No other author has chronicled the nihilistic spirit of our times with such pitiless clarity.

Hugo Timms

Topics Books Culture Long-reads

Whether Michel Houellebecq is a great writer will be debated for as long as his books are read. What few will deny is his status as one of the early 21st century’s most challenging and original artists.

That might not be saying a great deal. After all, the first 25 years of the new millennium – at least in the West – are unlikely to be remembered as a time of great artistic or intellectual originality. Just look at recent winners of the Turner Prize, or read one of Sally Rooney’s novels.

Still, Houellebecq stands out thanks to his willingness to say the things other writers don’t dare to. In an era when artists and authors tend to share the same ‘progressive’ worldview, Houellebecq has consistently refused to bend the knee to fashionable orthodoxies. He remains a critical figure for those who still believe in a writer’s ability to capture the unique ‘spirit’ of the age they live in. Taken together, his works chronicle and explore the creeping sense of decline shared by many in the West.
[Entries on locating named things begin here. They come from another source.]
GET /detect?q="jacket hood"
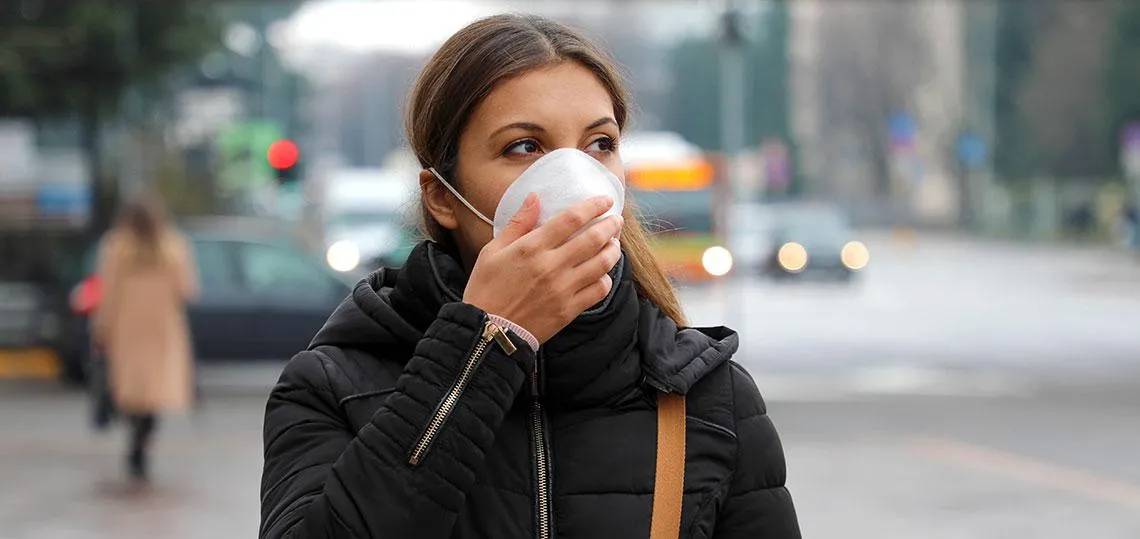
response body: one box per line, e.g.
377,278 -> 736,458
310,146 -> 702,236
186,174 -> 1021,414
310,242 -> 738,406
Born in 1956, Houellebecq’s journey from young dilettante to literary fame was far from orthodox. By all accounts, he enjoyed an unpleasant childhood, taking the surname ‘Houellebecq’ from his paternal grandmother, who raised him in place of his indifferent parents. After school, he studied agronomy at university in Paris, before working as a computer programmer. He published his first novel, Whatever, in 1994, when he was 38, and has had seven more novels published in the roughly three decades since.

While Houellebecq’s literary journey has been unusual, there was one familiar aspect: the repeated rejections he received from French publishers. It is easy to see why. What he was writing simply didn’t chime with the era. It was the 1990s. Sexual liberation and multiculturalism were seen as unequivocally good, and capitalism was viewed as triumphant. Sensible writers accepted all this. Houellebecq did not.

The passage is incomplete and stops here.